Babasının birçok insanın hayatına katkıda bulunduğunu anlatan Dursun, şunları kaydetti:
“Babasının kızı olarak vefatından sonra en çok korktuğum şey sorularımı kime soracağım oldu. Ben babamla çok yakındım. Kendisi en başta bir hoca olduğu için, hepimizin hocasıydı, bu özelliği her vakit ön plandaydı. Ben de her şeyi babama soruyordum. Daha sonra babamın bana öğrettiği şeylerden en kıymetlisi hüzne mahal vermemek, her vakit Allah için çalışmaya devam etmek. Ben de bir şeyler yapmam gerektiğini düşünerek babamla daha evvel konuştuğumuz kitap projelerine devam etmek istedim. Zati muhakkaktı nasıl ilerleyeceği. Vefatından sonra yeni bir kitap çıkardık. Babamın yazılarını derliyordum o kitabı hazırlarken. Birebir vakitte da aklımda bir sürü sorular vardı. Fark ettim ki yazıları okurken, babam yanıtlarımın hepsini yazılarda vermiş. O gün ne düşünüyorsam, neyle ilgili bir zahmetim varsa o gün okuduğum yazıda onun yanıtı çıkıyordu bir halde. Dedim ki aslında babam zati bize, öğrenmek ve görmek isteyene her türlü yönlendirmesini yazılarında, görüntülerinde, kayıtlarında bırakmış.”

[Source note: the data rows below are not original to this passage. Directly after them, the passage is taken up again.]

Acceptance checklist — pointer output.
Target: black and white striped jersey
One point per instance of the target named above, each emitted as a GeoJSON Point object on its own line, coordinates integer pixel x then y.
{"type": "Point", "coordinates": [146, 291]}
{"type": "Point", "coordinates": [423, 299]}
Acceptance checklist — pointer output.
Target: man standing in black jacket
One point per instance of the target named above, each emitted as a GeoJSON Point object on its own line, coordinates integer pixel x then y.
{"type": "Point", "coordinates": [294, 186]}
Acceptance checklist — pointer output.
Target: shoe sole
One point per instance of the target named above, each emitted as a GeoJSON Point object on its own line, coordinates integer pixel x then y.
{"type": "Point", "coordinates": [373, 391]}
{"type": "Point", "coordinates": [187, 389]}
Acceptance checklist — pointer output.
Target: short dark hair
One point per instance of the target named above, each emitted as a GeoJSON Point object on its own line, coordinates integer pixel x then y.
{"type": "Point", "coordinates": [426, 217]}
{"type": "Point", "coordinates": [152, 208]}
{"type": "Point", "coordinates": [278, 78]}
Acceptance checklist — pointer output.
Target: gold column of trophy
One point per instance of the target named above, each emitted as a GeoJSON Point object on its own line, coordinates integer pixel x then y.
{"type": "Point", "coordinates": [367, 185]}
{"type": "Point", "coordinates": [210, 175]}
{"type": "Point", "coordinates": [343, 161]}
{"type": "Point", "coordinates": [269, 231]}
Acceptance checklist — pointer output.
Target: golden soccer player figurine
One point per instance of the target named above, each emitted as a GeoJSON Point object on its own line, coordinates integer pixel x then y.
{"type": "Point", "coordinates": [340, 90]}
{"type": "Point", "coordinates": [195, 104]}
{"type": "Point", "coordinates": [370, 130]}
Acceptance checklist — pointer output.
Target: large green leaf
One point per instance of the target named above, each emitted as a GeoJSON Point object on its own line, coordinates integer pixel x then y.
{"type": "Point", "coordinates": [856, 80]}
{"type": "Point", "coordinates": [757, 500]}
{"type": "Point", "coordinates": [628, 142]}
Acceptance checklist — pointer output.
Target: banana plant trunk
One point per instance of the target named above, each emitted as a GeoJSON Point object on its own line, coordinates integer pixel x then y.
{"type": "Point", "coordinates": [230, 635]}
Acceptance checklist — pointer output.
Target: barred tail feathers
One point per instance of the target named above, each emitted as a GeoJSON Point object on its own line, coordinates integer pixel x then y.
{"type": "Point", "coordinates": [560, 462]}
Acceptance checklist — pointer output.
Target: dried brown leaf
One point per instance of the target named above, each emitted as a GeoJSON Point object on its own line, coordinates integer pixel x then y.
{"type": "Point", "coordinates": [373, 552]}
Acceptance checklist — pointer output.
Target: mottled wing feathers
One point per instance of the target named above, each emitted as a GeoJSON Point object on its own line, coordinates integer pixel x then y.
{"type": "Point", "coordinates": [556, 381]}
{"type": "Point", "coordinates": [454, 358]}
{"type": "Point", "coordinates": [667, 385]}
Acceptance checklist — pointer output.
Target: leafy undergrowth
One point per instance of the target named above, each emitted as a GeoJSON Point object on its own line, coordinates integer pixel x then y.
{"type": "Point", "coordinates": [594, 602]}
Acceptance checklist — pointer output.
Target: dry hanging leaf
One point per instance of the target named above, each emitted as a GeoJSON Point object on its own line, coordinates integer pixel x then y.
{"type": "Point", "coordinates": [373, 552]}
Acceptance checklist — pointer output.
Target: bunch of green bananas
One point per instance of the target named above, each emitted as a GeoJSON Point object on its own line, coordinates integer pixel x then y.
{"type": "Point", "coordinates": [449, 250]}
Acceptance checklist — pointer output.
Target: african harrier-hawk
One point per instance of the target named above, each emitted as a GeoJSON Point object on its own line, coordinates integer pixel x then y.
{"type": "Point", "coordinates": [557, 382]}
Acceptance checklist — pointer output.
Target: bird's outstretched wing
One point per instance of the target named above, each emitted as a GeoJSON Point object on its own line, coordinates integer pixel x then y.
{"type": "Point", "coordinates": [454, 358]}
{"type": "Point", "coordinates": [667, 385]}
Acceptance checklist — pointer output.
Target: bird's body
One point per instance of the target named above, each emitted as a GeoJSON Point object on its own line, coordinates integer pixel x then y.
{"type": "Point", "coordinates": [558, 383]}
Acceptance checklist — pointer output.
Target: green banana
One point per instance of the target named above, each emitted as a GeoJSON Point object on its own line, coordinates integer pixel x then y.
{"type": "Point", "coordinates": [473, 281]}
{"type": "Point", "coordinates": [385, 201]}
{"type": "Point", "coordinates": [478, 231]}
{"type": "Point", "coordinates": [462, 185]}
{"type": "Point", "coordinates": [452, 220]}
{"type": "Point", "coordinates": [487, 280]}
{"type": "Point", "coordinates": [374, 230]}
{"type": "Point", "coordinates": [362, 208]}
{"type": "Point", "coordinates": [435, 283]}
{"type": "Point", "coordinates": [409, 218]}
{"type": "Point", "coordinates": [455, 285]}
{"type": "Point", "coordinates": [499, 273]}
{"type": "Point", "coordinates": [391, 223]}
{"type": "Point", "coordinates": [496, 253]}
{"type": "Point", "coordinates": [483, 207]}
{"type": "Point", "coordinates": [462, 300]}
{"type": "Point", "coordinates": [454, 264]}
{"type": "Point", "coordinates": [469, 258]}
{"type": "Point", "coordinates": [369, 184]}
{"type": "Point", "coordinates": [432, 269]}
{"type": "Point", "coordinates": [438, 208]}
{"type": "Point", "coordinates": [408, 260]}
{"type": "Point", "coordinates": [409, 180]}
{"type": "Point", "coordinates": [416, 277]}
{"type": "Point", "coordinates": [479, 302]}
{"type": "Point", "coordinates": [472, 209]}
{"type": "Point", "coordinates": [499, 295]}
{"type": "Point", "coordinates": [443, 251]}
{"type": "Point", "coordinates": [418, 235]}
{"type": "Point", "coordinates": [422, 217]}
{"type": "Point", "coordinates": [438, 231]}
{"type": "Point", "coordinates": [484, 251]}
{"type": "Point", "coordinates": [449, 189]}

Konferansa katıldığı için çok keyifli olduğunu lisana getiren el- Hakim, “Yeryüzü Dünyasının Açılışları ve Onun Hazları ve Bilgi ve İlahi Yükselişlerin Fetihleri” başlığıyla bir konuşma gerçekleştirerek, İbn-i Arabi’nin ilahi fetihler konusundaki görüşlerini inceledi.
El- Hakim, kazanılan zaferler hakkında “Ebeveynlerimiz günlük davranışları, öyküleri ve anektodları aracılığıyla dini inançlarını bize aktarmak için ellerinden geleni yaptılar. Bizler azami uğraşlarımızı göstermemiz gerektiğine inanmak için yetiştirildik. Fakat gayret gösterdikten sonra Allah’ın bize zafer ve fetih vermesi için dua edebiliriz. Hedeflediğimiz zafer Allah’tan geldiği için bu zafer bir lütuf ve nimettir. Diğerleri için ahlaki faziletler, merhamet ve sevgiyle ilişkilidir. Diğerleriyle rekabet etmeye istekli olmamalıdır.” dedi.